Bei Andi Scheuer geht es aber um einiges mehr als nur die vergeigte Maut. U.a. fällt mir da noch die vergeigte Novellierung des StVO und zum Abschluss dieses:
https://netzpolitik.org/2021/funklochamt-andi-scheuers-letzter-skandal/
Von Häusern, Masken und Parteispenden bei anderen Politikern war auch erschreckend wenig zu vernehmen.
Mag auch mein eigener Bias sein.
Daraus wird sicher auch keine Kampagne werden, wie jetzt gegen Habeck + Behörde:
https://www.abgeordnetenwatch.de/recherchen/parteispenden/ominoese-spendenuebergabe-an-cdu-chef-friedrich-merz
Nicht übel nehmen, aber ich fühl mich da bei den Medien sehr oft „false“ aus“balanc(e)“ iert.

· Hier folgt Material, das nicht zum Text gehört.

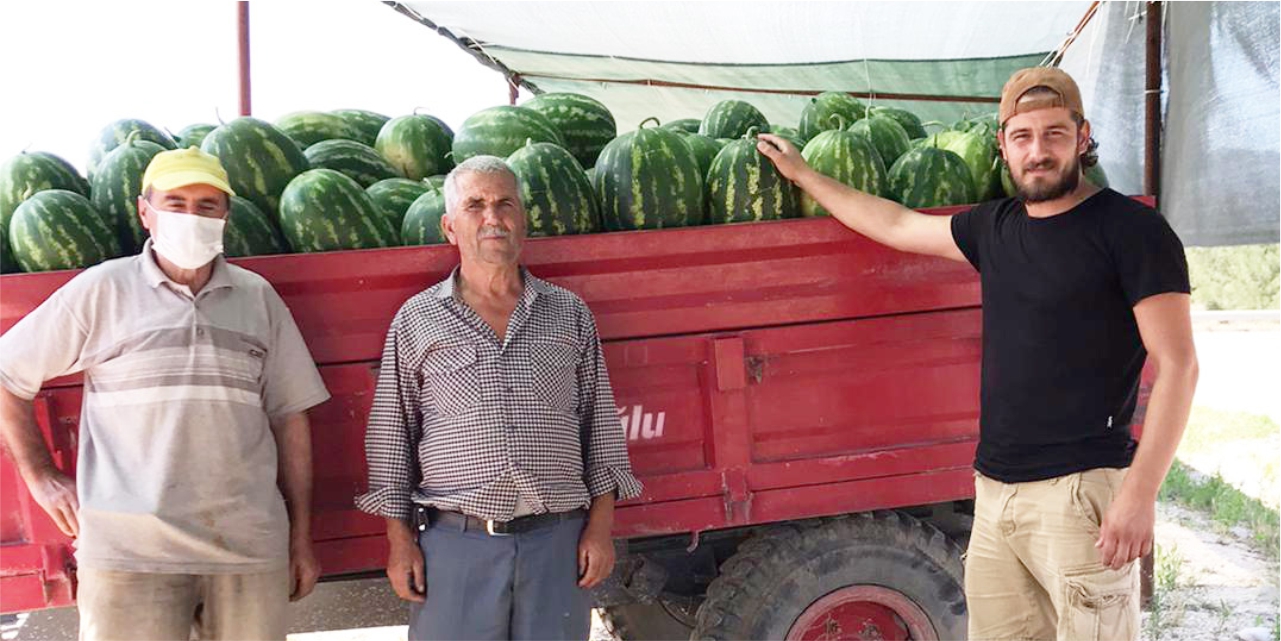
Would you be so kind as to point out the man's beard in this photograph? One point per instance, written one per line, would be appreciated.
(1065, 183)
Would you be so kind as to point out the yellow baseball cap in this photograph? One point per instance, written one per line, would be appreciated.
(182, 167)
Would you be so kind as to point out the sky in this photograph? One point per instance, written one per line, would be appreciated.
(76, 67)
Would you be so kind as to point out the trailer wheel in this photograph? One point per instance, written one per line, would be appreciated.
(883, 576)
(648, 622)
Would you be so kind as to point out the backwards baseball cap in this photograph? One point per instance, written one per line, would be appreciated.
(1026, 80)
(182, 167)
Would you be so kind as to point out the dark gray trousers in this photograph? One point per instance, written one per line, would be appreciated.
(497, 587)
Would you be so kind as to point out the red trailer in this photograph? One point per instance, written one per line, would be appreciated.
(801, 404)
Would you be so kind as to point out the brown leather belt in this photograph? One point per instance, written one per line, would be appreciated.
(427, 517)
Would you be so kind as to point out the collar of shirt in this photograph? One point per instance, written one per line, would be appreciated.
(155, 276)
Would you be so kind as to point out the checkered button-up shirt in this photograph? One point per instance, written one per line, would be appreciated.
(465, 422)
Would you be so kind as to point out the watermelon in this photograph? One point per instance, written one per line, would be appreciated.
(744, 186)
(648, 180)
(355, 159)
(730, 119)
(250, 232)
(829, 110)
(113, 135)
(60, 230)
(930, 177)
(557, 198)
(978, 148)
(260, 160)
(500, 131)
(422, 223)
(117, 187)
(907, 119)
(306, 128)
(323, 210)
(584, 123)
(395, 195)
(687, 124)
(416, 146)
(368, 123)
(27, 173)
(192, 135)
(885, 133)
(848, 158)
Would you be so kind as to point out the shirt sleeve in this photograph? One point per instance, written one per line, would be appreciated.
(291, 381)
(393, 431)
(48, 342)
(1148, 255)
(606, 466)
(965, 233)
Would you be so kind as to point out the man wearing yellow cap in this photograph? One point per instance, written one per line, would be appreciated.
(191, 500)
(1080, 285)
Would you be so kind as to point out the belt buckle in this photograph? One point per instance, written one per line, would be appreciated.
(488, 527)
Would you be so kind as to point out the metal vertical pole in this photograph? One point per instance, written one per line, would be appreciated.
(242, 30)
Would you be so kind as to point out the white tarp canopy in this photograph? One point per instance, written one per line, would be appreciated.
(1221, 178)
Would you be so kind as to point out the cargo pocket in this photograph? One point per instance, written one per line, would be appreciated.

@#8: Das könnte damit zusammenhängen, dass sich bei allen schon lange die Erkenntnis durchgesetzt hat, dass Korruption bei den Unionsparteien inhärenter Bestandteil des Pakets ist. Hier deckt sich Erwartungshaltung und Realität.
Von den Grünen haben einige Leute wahrscheinlich erwartet, dass sie es sauber machen. Wenn diese Erwartung dann enttäuscht wird, ist der Ärger halt größer und die kritischen Artikel fließen umso leichter aus der Feder.